The dire state of Dakota, Ojibwe, and other Native American languages is largely a result of over a century of forcible assimilation enacted by the U.S. government. Between 1819 and 1969, the federal government compelled Native American children to attend boarding schools that forbade speaking non-English languages and violently punished students who disobeyed. Fear and trauma led countless parents not to teach their children the languages their communities had spoken for hundreds of years.

College is thus many Native Americans’ first chance to learn their indigenous languages. However, only 17 percent of college-age Native Americans are enrolled in college nationally, lagging behind all other ethnic and racial groups.

UMN is aiming to remove barriers preventing Native students from reconnecting with their heritage.

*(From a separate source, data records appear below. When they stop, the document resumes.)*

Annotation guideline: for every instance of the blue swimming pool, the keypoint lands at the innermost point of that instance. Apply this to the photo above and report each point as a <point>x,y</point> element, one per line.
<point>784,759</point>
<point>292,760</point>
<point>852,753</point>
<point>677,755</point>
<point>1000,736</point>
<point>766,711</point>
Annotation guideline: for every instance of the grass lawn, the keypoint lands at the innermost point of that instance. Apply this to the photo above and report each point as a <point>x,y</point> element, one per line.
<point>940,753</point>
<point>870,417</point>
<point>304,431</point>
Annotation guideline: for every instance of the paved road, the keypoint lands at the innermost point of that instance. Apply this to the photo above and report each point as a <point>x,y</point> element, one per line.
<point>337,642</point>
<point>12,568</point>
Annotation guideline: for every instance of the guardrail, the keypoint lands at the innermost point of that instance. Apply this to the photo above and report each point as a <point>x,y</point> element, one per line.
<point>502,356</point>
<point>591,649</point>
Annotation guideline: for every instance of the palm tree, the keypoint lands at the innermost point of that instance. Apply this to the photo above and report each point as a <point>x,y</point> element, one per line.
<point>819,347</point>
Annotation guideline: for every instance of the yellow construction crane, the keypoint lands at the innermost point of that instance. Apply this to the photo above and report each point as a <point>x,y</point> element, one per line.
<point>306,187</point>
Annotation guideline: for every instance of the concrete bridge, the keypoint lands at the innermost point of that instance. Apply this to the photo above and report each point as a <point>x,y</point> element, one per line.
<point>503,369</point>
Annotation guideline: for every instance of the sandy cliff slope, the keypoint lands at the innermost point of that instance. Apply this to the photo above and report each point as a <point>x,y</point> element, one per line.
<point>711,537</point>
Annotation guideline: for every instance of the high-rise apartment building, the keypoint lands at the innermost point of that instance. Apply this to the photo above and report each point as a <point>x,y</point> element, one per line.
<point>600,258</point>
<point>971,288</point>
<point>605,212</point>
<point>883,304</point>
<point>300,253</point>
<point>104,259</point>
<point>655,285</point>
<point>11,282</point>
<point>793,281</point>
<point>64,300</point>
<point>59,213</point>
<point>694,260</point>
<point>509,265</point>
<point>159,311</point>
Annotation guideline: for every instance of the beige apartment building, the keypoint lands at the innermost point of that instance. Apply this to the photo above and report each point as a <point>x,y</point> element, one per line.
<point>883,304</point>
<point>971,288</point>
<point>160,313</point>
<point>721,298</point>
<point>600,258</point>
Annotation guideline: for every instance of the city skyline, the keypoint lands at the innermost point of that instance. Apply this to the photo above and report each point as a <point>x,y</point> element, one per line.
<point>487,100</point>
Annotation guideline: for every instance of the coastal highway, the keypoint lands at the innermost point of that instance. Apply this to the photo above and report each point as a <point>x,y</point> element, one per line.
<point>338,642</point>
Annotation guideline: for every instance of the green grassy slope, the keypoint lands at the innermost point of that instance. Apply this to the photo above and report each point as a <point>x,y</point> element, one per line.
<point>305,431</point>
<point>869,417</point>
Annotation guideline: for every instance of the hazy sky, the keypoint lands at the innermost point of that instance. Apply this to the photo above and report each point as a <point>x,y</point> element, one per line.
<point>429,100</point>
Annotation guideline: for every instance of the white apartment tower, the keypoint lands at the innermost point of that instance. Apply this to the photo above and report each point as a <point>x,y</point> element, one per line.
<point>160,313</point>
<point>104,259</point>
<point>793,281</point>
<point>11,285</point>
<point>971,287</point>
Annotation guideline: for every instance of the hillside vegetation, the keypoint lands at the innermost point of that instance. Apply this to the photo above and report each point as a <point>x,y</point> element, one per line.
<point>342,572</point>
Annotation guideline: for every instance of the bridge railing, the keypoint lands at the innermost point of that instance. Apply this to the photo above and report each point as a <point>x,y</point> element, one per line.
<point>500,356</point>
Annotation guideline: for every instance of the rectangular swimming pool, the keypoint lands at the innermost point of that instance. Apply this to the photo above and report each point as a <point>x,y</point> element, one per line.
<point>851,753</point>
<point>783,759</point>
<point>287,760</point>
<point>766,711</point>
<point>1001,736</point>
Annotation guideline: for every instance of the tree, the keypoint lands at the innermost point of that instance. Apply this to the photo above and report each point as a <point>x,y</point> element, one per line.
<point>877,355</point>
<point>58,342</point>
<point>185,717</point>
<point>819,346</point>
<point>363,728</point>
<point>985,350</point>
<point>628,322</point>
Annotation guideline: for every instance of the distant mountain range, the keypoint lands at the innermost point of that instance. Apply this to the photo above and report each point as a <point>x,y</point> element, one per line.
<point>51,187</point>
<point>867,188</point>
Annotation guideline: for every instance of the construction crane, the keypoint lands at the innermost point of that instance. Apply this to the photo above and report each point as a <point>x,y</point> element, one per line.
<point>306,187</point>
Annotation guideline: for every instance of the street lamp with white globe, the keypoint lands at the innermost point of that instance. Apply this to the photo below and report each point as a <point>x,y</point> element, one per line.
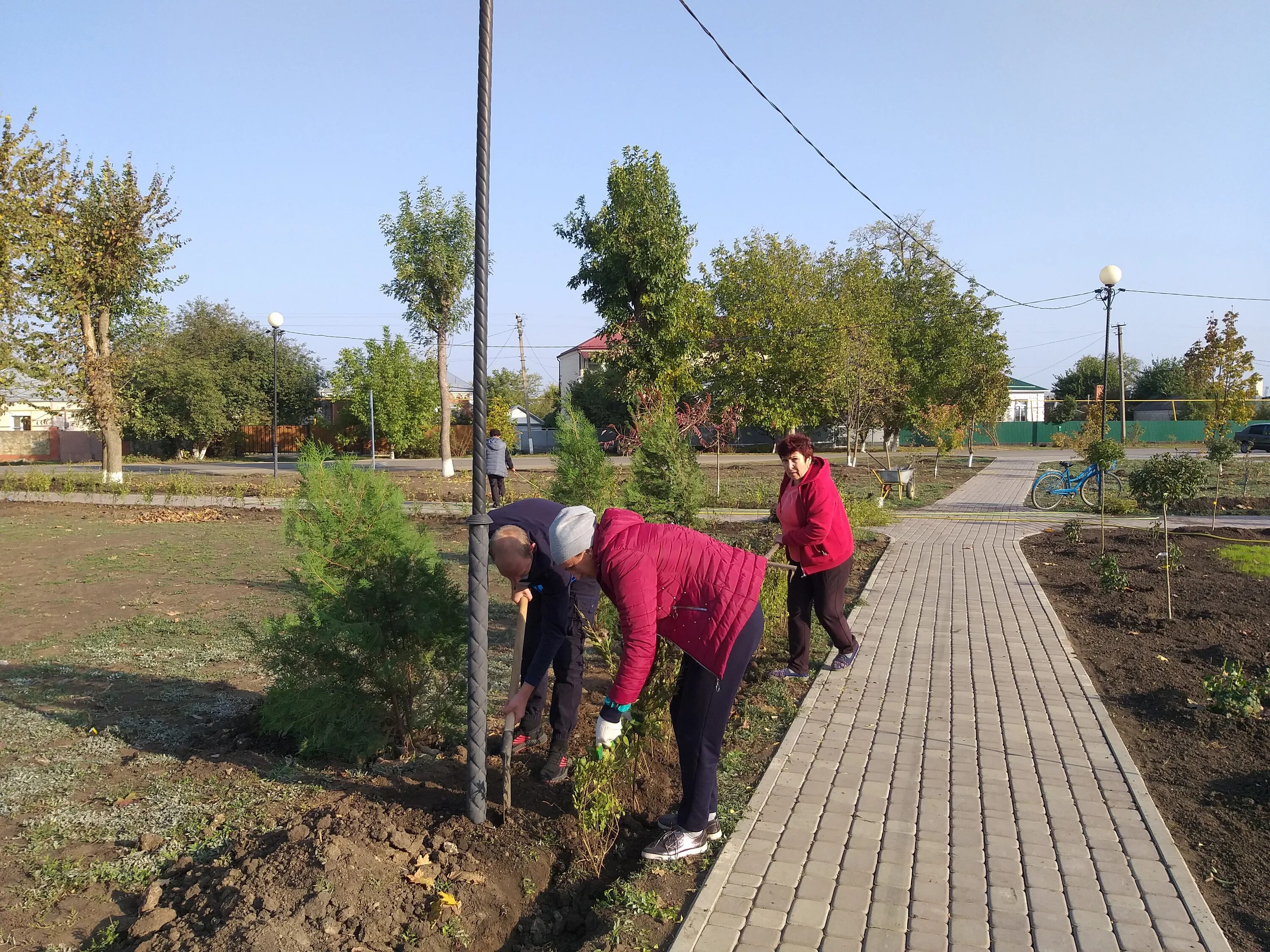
<point>276,329</point>
<point>1110,277</point>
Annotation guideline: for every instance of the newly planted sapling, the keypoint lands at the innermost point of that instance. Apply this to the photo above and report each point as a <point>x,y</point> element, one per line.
<point>1166,479</point>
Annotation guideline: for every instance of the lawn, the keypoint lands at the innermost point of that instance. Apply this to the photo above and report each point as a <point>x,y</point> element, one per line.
<point>752,484</point>
<point>130,758</point>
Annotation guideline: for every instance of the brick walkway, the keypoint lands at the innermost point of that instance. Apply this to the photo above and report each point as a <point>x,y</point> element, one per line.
<point>962,786</point>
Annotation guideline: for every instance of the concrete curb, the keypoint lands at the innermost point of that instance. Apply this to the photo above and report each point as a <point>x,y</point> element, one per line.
<point>705,898</point>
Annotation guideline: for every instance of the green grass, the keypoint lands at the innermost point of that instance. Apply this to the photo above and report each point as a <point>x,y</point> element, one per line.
<point>1250,560</point>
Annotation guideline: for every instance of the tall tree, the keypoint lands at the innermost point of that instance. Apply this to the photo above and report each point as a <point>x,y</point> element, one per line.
<point>774,325</point>
<point>1221,370</point>
<point>36,182</point>
<point>432,247</point>
<point>97,272</point>
<point>635,259</point>
<point>214,375</point>
<point>1082,379</point>
<point>1164,377</point>
<point>406,388</point>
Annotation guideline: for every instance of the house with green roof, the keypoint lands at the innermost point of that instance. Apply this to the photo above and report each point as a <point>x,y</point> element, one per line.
<point>1027,403</point>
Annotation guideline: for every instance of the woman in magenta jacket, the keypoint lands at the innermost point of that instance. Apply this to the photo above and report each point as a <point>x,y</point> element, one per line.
<point>817,536</point>
<point>696,593</point>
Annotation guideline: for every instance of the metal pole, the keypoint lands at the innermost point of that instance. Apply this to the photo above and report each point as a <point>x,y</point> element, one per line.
<point>1119,347</point>
<point>373,429</point>
<point>525,386</point>
<point>479,522</point>
<point>1107,357</point>
<point>275,403</point>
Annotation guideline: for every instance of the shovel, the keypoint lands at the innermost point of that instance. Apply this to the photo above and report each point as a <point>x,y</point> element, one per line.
<point>510,724</point>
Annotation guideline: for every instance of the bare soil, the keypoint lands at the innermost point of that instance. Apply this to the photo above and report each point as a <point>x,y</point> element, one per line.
<point>131,766</point>
<point>1208,775</point>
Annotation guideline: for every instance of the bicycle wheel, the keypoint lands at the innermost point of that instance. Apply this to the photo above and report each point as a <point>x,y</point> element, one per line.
<point>1113,488</point>
<point>1043,490</point>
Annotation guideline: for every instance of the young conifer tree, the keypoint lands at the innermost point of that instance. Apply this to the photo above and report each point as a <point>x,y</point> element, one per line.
<point>666,484</point>
<point>376,653</point>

The university offers tuition assistance to members of Minnesota’s indigenous tribes, and obtained a grant that covers 90 percent of tuition and fees for students studying Ojibwe and Dakota. These efforts are paying off: over the past decade, Native American enrollment both at the university and in its indigenous language courses has climbed significantly.

“Theres such a huge base of second-language learners and support for people like me who want to work on this kind of stuff. Back home on the reservation, you would expect that, and there is support for it, but I feel like, leaps and bounds, this is ahead of that,” Dustin Morrow, a linguistics master’s student who lives in the Ojibwewigamig, told APM Reports.

The university hopes that students who live in the immersion houses will emerge feeling responsible for their languages’ survival and capable of passing their languages on.

“That’s the end goal here,” Brendan Kishketon, an Ojibwe language professor, told The Minnesota Daily. “That they become so highly proficient that when they graduate and start having a family…that they can speak to their own kids in the language, thereby perpetuating the language, saving the language.”